Thursday, August 05, 2004

Israel to treat soldiers with medicinal marijuana

This one has been making the rounds but I'm posting it here to make sure no one misses this landmark in the use of our plant. Israeli soldiers are reportedly (and unsurprisingly) coming back from their mandatory tours of duty in the Palestinian territories suffering from combat stress. The military is about to start treating the malady with cannabis.

The mental health department of the Medical Corps is set to begin tests in the next few days on volunteers who are suffering from post-traumatic stress disorder after reserve duty, the paper said.

A scientist who will help conduct the experiment heads a research team which discovered that cannabis helped mice which had suffered physical stress and even reduced the risk of stroke.

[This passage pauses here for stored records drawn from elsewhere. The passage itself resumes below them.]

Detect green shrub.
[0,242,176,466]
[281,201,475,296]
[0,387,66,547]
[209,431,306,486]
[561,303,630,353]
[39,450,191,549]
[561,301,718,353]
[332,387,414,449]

With hundreds of their soldiers being treated for this condition after returning from the West Bank and Gaza Strip, the Israelis see potential for their people to find natural relief. We await the findings of this research great interest.

AP photo
The Ganga League

This guy at ESPN thought he was being pretty clever with this snarky little piece on all the NFL players that have been fined or arrested for cannabis use. I guess it's mildly amusing if you know the players, (I don't), but the real point is just how many of the best players in the country functioned perfectly well under the influence of the plant and also illustrates how the punishment for ingesting a natural substance was worse than the actual use of the herb.

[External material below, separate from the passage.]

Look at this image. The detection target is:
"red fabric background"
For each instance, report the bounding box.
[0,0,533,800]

Gallo remarks, "And considering that long-term marijuana might lead to motivational problems, impaired judgment and loss of ambition, it's no wonder Williams thought it wise to give up the millions of dollars remaining on his contract for a life of joblessness and bong hits."

This sort of holier-than-thou judgments really bug me and goes to show just how mindlessly greedy this society has become. Why do they blame a plant for "motivational problems" when it's more likely that Williams simply didn't want to continue enduring the indignity of peeing in a cup and having his personal life dictated by the NFL's Big Brother is Watching You program.

So what if he gave up millions. He's already made millions. No doubt he has enough money to live a simple and comfortable life already. He doesn't need more money, what he needed was the freedom to make his own choices and live his life in peace.

Sure, cannabis smokers sometimes lack motivation but that's not the fault of the plant, that arises from deeper psychological causes. Marijuana abuse can be a symptom but it is not the cause. More often, cannabis helps one put things into perspective. Coming to the realization that peace of mind is more valuable than receiving millions for giving up personal sovereignty and risking potential permanent physical injuries seems to be a wise and thoughtful choice to me.